Saturday, September 29, 2012

Carbon Tax: Won’t Reduce Deficit or Temperature


The Congressional Research Service (CRS) released a report that should be a cause for concern to all who believe in limited government. In it, CRS argues that a new tax on carbon could cut the deficit in half.
There is nothing special about a carbon tax in terms of raising revenue. CRS could have written that significantly increasing the income tax or payroll tax could cut the deficit in half. They could’ve written the same thing about instituting a new value-added tax as well.
But cutting the deficit isn’t as simple as increasing taxes. Higher taxes hurt the economy. CRS failed to mention the devastating impact that higher taxes would have on the economy. The extra revenue that would result from a carbon tax would certainly be lower than CRS estimates after considering the economic slowdown that would no doubt result.
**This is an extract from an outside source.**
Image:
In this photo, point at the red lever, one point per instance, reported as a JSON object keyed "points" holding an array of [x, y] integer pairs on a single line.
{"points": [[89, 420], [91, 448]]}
About 85 percent of America’s energy needs are met by fossil fuels. A carbon tax would directly raise the cost of electricity, gasoline, diesel fuel, and home heating oil. This would disproportionately hurt lower-income families, who spend nearly a quarter of their budgets on energy.
But the economic pain for consumers doesn’t stop there. Businesses, faced with higher energy costs, would pass those costs on to consumers. Higher sticker prices for products lower consumer demand, and as a result, businesses must cut production and jobs.
Supposedly, the goal of a carbon tax is to reduce carbon emissions and do something about global warming, not to raise extra revenue. However, reduction in carbon dioxide emissions would yield negligible benefits in terms of temperature reduction.